Ou seja, para efeitos desta lei, créditos vencidos são todas as obrigações do insolvente constituídas em data anterior à declaração de insolvência, independentemente de se encontrarem sujeitas a prazo ou a termo (certo, incerto, legal, convencional ou natural), ou o seu vencimento estar dependente da vontade do devedor (obrigações cum voluerit) ou da possibilidade do devedor (obrigações cum potuerit) [cfr. Maria Rosário Epifânio, in «Os Efeitos Substantivos da Falência», Publicações Universidade Católica, pág. 201]. Excluem-se, por ressalva expressa do legislador, as obrigações subordinadas a condição suspensiva;
w) As obrigações subordinadas a condição suspensiva são as que, à data da declaração de falência e por vontade das partes, estavam dependentes de um acontecimento futuro e incerto — cfr. artigo 270.° do Código Civil. Não são, assim, obrigações condicionais aquelas cujos efeitos estão dependentes de uma condição por exigência da lei (também designadas na doutrina por condições impróprias);
x) Pelo que as obrigações tributárias — cujos elementos essenciais não podem ser alterados por vontade das partes (cfr. artigo 36°, n.º 2, da L.G.T.) — nunca poderiam ser consideradas obrigações condicionais ou subordinadas a condição suspensiva para efeitos deste normativo.
O que significa, basicamente, que para efeitos do C.I.R.E, todas as dívidas tributárias constituídas à data da declaração de insolvência se consideram vencidas nessa data independentemente de ter ou não sido efectuado o seu apuramento pelo sujeito passivo ou pela Administração Tributária;
y) A razão de ser de tal regime radica fundamentalmente no facto de o processo de insolvência ser orientado pelos princípios universalidade, da igualdade e da proporcionalidade. Do primeiro, decorre que, em princípio, todos os créditos e todos os credores são admitidos à insolvência. Do segundo decorre que, em princípio, todos os credores concorrem ao produto da venda da massa insolvente em posição de paridade, isto é, sem prevalência de uns sobre os outros. Do terceiro decorre que, em princípio, todos os créditos são pagos pelo produto da venda dos bens do insolvente de acordo com a regra par condicio creditorum, isto é, rateadamente;
z) À luz destes critérios, não faria sentido que o credor Estado não fosse admitido à insolvência só porque o crédito tributário, integralmente formado em data anterior à declaração de insolvência, ainda não tinha sido liquidado. Sobretudo se a obrigação de liquidação recaía sobre o próprio devedor, como é o caso.

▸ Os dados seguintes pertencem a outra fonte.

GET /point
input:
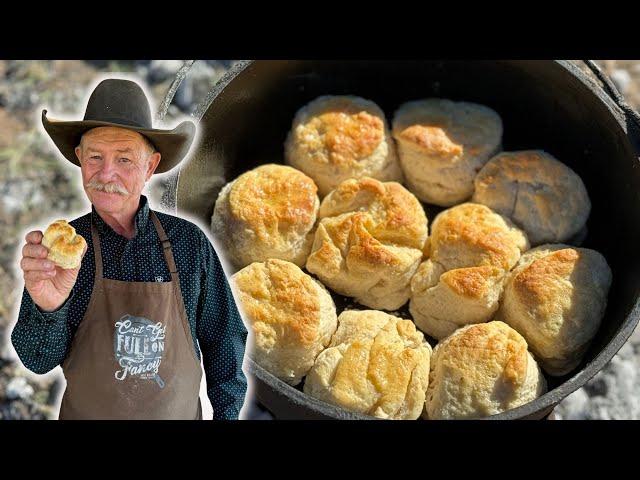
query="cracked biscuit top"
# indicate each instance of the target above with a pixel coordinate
(539, 193)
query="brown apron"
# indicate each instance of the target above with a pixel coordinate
(133, 355)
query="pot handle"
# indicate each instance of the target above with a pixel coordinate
(613, 92)
(168, 98)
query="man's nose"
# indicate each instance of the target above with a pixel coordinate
(108, 167)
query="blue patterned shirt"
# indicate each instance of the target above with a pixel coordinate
(42, 339)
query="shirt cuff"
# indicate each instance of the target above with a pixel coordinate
(55, 315)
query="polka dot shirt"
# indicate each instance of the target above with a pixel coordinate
(42, 339)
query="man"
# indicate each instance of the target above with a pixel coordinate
(125, 325)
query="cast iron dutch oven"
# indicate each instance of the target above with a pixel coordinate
(566, 108)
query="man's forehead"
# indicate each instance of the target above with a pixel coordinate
(112, 135)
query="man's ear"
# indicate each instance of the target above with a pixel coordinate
(152, 163)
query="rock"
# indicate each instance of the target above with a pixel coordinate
(574, 406)
(161, 70)
(622, 79)
(18, 387)
(198, 82)
(612, 393)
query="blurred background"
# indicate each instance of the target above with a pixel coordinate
(35, 182)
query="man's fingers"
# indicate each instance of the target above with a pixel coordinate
(35, 275)
(34, 251)
(34, 236)
(29, 264)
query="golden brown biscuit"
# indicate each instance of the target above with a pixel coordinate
(470, 250)
(290, 316)
(376, 364)
(369, 242)
(556, 298)
(442, 145)
(541, 195)
(481, 370)
(440, 305)
(64, 244)
(470, 235)
(268, 212)
(334, 138)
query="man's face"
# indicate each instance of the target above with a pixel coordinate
(116, 163)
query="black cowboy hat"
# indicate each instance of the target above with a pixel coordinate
(121, 103)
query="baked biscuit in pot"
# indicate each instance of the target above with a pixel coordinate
(540, 194)
(290, 317)
(470, 250)
(268, 212)
(377, 364)
(556, 297)
(481, 370)
(442, 145)
(369, 242)
(334, 138)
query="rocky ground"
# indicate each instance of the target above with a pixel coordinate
(31, 175)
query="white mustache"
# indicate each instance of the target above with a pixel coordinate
(107, 187)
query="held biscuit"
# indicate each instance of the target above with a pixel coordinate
(291, 317)
(268, 212)
(64, 244)
(369, 242)
(470, 248)
(442, 145)
(334, 138)
(556, 298)
(376, 364)
(541, 195)
(481, 370)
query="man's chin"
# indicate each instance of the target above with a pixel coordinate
(104, 198)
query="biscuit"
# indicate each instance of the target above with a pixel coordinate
(65, 245)
(369, 242)
(334, 138)
(376, 364)
(470, 250)
(441, 304)
(481, 370)
(541, 195)
(442, 145)
(290, 316)
(268, 212)
(556, 297)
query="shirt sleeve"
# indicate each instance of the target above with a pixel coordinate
(41, 338)
(222, 337)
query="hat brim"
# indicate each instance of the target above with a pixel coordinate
(173, 145)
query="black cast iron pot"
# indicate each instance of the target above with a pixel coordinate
(568, 109)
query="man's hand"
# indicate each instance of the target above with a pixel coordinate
(48, 284)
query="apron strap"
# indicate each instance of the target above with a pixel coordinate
(166, 245)
(96, 249)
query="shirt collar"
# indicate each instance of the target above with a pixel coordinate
(141, 219)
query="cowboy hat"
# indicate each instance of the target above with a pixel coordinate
(121, 103)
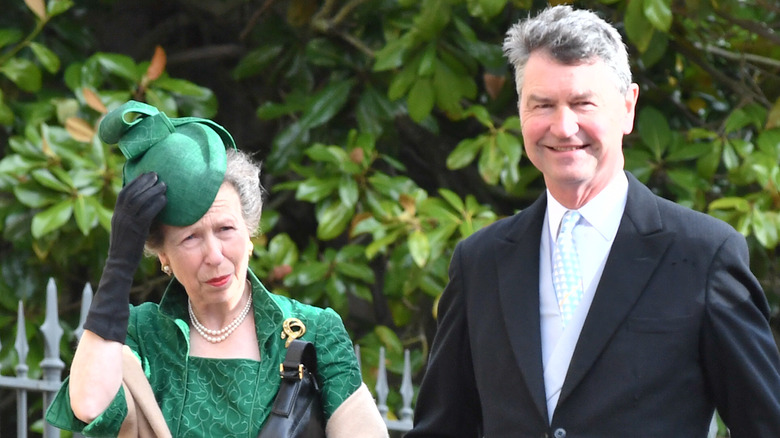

aa) Mas é possível apelar a outra razão, esta de carácter histórico: é que o sistema falencial português tem evoluído de um processo meramente destinado à execução da responsabilidade pessoal do devedor (finalidade líquidatória) para um processo destinado ao saneamento das empresas inviáveis e recuperação das empresas viáveis (finalidade saneatória). O seu principal objectivo não é já (ou apenas) o de tutelar os interesses dos credores, mas o de salvaguardar o interesse público que se encontra associado à saúde económico - financeira do tecido empresarial no seu todo. Finalidade que só é verdadeiramente atingível se no processo de insolvência forem mesmo considerados todos os créditos imputáveis à acção gestionária que antecedeu a declaração respectiva.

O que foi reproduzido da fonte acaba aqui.